I've lived in size descending areas. Born in NYC, university in Buffalo, city of maybe a million. It felt like Long Island all the time, I had to get a car by year two because it was residential,malls, distance, small city area (downtown). I live on both campus's, and in two apartments, between downtown and campus and then eventually I lived downtown, twice. With the exception of cold, snow and hills due to midnight train an buses ending, you could walk or cab everywhere. It was inconvenient without a car.
Lived in gated private community in Pennsylvania mountains. House became a bubble and you would both plan and look forward to trip to small town about 15 miles away. It was isolated, constant quiet, a mile walk to general store, five miles to roadside restaurants, gas stations, stores. I walked it once, down three stacked"mountains". Towns claim to fame one year was escalator to second floor of mall. Front page news. Maybe a million people but scattered throughout and across maybe 50 square miles so there were people but on pockets. Small businesses and organizations littered by happenstance. It was like a small town to year round residents, crowded during tourist/ski/summer season. Perfect place for me, an introvert, writer with a car and online business. My parents /family from NYC hated it.
I moved to Brookhaven, wealthy community. Very quiet. I walked around a bit. It was a place where you went to peoples houses /events more that found stuff spontaneously. It was more cliquish but safe, pleasant, very "our town" full of Mercedes.
Bellmore, LI. Big as maybe 4 square miles. Took me a couple of weeks to realize that I was one of a few brown folk in town and the others left after work. It was odd to be racially spottable constantly but I can say while I felt White Gaze constantly I didn't feel....offended...just "oh, there he is.". While I did get into an argument with a neighbor (I admit I was a young hot head), even the police were fair, kind, professional as they squelched argument...five times. Stores were nice and it was quiet. It was like the fact that I wasn't a pack of brown folk, dressed all hippity hoppity, sagging pants, etc---stereotypes and trends---educated, well spoken, polite, had money....i was accepted., not just tolerated. It demanded that I confront my internal feelings of racial self consciousness, hyper anxiety, real racism and just rude people. Perhaps it also had to do with living in previous places that were racially dominated, non-brown folk, that I don't give off as high an uncomfortable vibe as others might. I'm used to being surrounded and also heard and respected in spite of prejudices.
Ironically I feel more self conscious about walking in more urban areas because of the desperation that leads to crime. White people demonize or feel anxiety about men of color to the point where if you're smart, subtle and confident you can deal with them deftly but other minorities aren't as intimidated.
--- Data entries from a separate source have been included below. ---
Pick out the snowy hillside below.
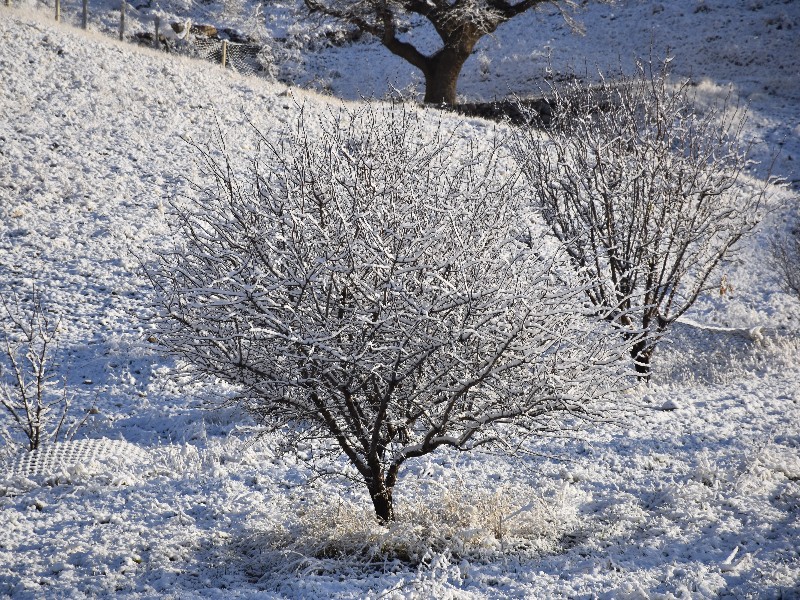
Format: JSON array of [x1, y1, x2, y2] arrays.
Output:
[[0, 0, 800, 599]]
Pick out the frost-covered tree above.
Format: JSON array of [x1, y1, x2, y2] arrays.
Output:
[[304, 0, 577, 104], [516, 61, 768, 377], [0, 289, 88, 451], [151, 107, 627, 522]]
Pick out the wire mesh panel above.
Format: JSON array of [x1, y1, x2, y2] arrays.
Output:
[[0, 438, 149, 477], [189, 36, 263, 75]]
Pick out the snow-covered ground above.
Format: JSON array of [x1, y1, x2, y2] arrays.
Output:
[[0, 0, 800, 598]]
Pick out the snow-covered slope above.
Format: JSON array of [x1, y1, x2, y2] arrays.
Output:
[[0, 2, 800, 598]]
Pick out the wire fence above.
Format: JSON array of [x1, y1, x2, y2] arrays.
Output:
[[3, 0, 267, 75]]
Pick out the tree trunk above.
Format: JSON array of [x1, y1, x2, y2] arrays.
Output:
[[369, 481, 394, 525], [424, 45, 477, 105]]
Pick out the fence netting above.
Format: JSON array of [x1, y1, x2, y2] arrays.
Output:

Funny...Buffalo, Bushkill, Brookhaven, Bellmore...then Charlotte. (like a southern Buffalo) with more Black folk but areas are social economically segregated. I worked in affluent area, more White folk in purpose because I knew I presented as safe, useful, good to them while ironically to brown folk I was dismissed because I presented as educated competition.
Guerneville, California a cross between Bellmore and a hippy commune. I felt a hippy White gaze that's inspired me to write a trilogy of novels about white reaction to black arrivals.